Using ultra-performance liquid chromatography-quadrupole time-of-flight mass spectrometry (UPLC-QToF-MS) analysis, 103 compounds were identified in the crude butanol extract, while 33–35 compounds were detected in each subfraction. MTT assay results showed that subfraction 5b (SubF5b) exhibited the strongest antiproliferative activity against MCF-7, MKN45, and AGS cancer cell lines, with IC50 values ranging from 58.2 to 73.2 µg/mL, significantly lower than those of the crude extract and other subfractions, while showing low cytotoxicity toward normal breast epithelial MCF-10A cells. SubF5b induced G0/G1 phase arrest and pronounced cellular senescence, as evidenced by β-galactosidase staining. Molecular analyses showed significant downregulation of CDK4, CDK6, and CDK8, together with upregulation of the senescence markers P21 and P16 (p < 0.01).

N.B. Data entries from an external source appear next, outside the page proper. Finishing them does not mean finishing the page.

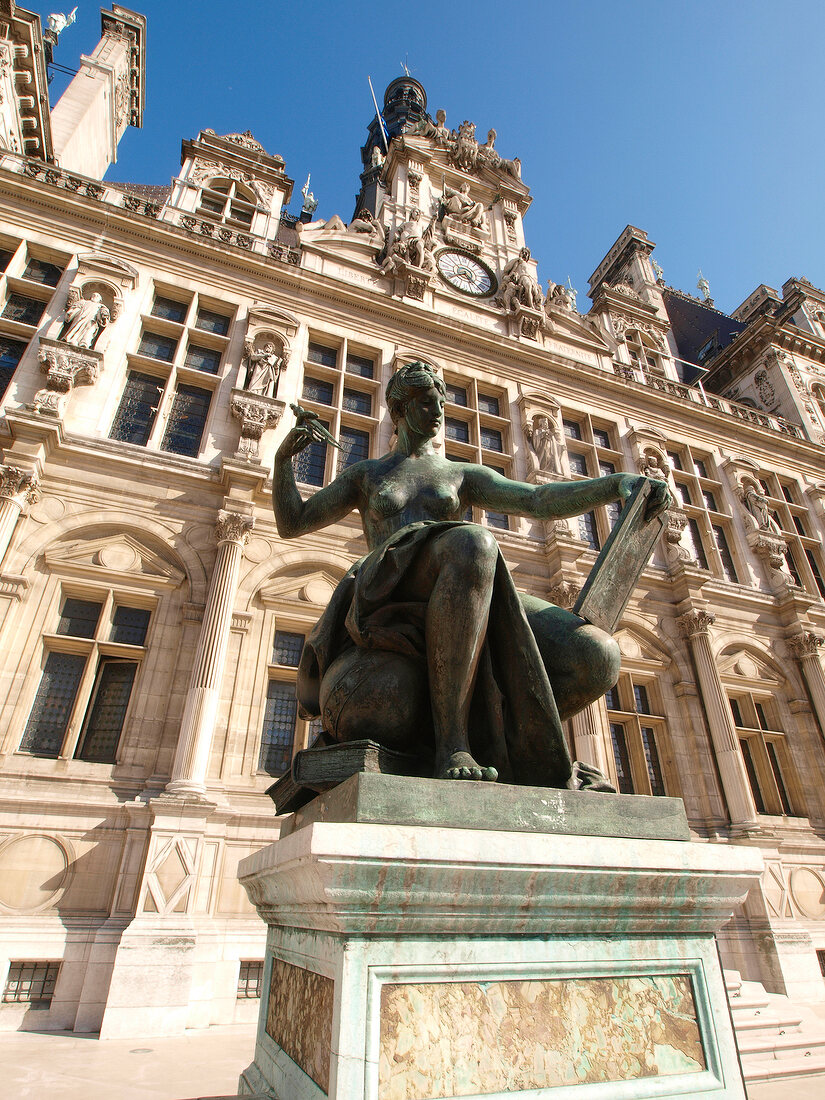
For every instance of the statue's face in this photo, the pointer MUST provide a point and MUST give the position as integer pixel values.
(425, 411)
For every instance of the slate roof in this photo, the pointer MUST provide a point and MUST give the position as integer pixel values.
(695, 325)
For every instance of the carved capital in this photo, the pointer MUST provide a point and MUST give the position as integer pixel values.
(15, 482)
(696, 622)
(256, 414)
(805, 645)
(65, 367)
(233, 527)
(563, 594)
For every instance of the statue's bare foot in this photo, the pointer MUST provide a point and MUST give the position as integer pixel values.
(462, 766)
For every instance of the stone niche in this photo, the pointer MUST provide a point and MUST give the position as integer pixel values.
(509, 941)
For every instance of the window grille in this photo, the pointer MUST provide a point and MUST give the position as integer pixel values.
(250, 979)
(138, 408)
(169, 310)
(31, 982)
(287, 648)
(354, 447)
(187, 420)
(53, 704)
(79, 617)
(11, 352)
(130, 625)
(22, 309)
(278, 732)
(202, 359)
(39, 271)
(109, 702)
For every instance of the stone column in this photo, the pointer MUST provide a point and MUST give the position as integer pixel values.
(17, 486)
(189, 769)
(805, 648)
(696, 627)
(591, 737)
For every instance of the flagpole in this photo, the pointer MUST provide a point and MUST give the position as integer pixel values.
(377, 116)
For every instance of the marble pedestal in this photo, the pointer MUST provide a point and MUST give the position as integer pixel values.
(429, 939)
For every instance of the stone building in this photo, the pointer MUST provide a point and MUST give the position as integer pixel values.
(151, 339)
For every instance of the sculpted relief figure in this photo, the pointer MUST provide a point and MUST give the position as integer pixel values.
(263, 370)
(426, 646)
(459, 204)
(86, 318)
(413, 244)
(542, 437)
(488, 155)
(519, 285)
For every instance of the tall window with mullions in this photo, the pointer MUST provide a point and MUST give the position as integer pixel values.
(278, 732)
(187, 420)
(11, 352)
(138, 408)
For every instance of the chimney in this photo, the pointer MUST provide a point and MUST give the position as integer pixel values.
(105, 97)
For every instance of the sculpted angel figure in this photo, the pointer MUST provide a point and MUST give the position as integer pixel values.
(86, 318)
(366, 222)
(519, 284)
(459, 204)
(426, 646)
(263, 370)
(413, 244)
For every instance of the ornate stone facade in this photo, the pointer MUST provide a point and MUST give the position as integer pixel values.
(110, 495)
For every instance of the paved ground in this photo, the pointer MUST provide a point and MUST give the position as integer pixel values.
(201, 1065)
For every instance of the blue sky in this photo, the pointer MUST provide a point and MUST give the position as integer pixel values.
(700, 121)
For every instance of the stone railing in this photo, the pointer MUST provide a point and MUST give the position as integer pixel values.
(696, 396)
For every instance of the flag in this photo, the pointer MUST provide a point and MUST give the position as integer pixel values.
(380, 117)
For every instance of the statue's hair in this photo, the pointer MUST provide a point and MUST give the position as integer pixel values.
(406, 382)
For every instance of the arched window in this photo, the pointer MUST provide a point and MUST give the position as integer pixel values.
(228, 201)
(644, 353)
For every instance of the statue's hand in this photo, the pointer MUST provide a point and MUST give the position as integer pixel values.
(659, 498)
(295, 441)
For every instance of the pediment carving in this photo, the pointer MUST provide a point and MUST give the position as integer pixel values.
(117, 556)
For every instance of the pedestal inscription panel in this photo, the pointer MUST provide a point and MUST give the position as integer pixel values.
(464, 1038)
(299, 1018)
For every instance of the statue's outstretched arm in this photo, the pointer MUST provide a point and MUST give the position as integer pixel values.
(295, 516)
(557, 499)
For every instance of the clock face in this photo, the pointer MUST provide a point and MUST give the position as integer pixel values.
(465, 273)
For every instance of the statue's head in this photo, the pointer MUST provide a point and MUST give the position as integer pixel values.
(406, 383)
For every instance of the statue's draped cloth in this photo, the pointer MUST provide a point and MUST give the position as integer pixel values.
(514, 722)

Notably, P21 expression increased sevenfold at the mRNA level and 12-fold at the protein level. Proliferation markers Ki67 and PCNA were also significantly reduced (p < 0.001), highlighting the potential of SubF5b as a multi-targeted anticancer agent.

Conclusions

This study highlights the anticancer potential of Ardisia gigantifolia, particularly SubF5b, which exhibits strong antiproliferative and senescence-inducing effects in cancer cells. These findings support its potential as a promising candidate for the development of plant-based therapeutics targeting tumor growth and progression.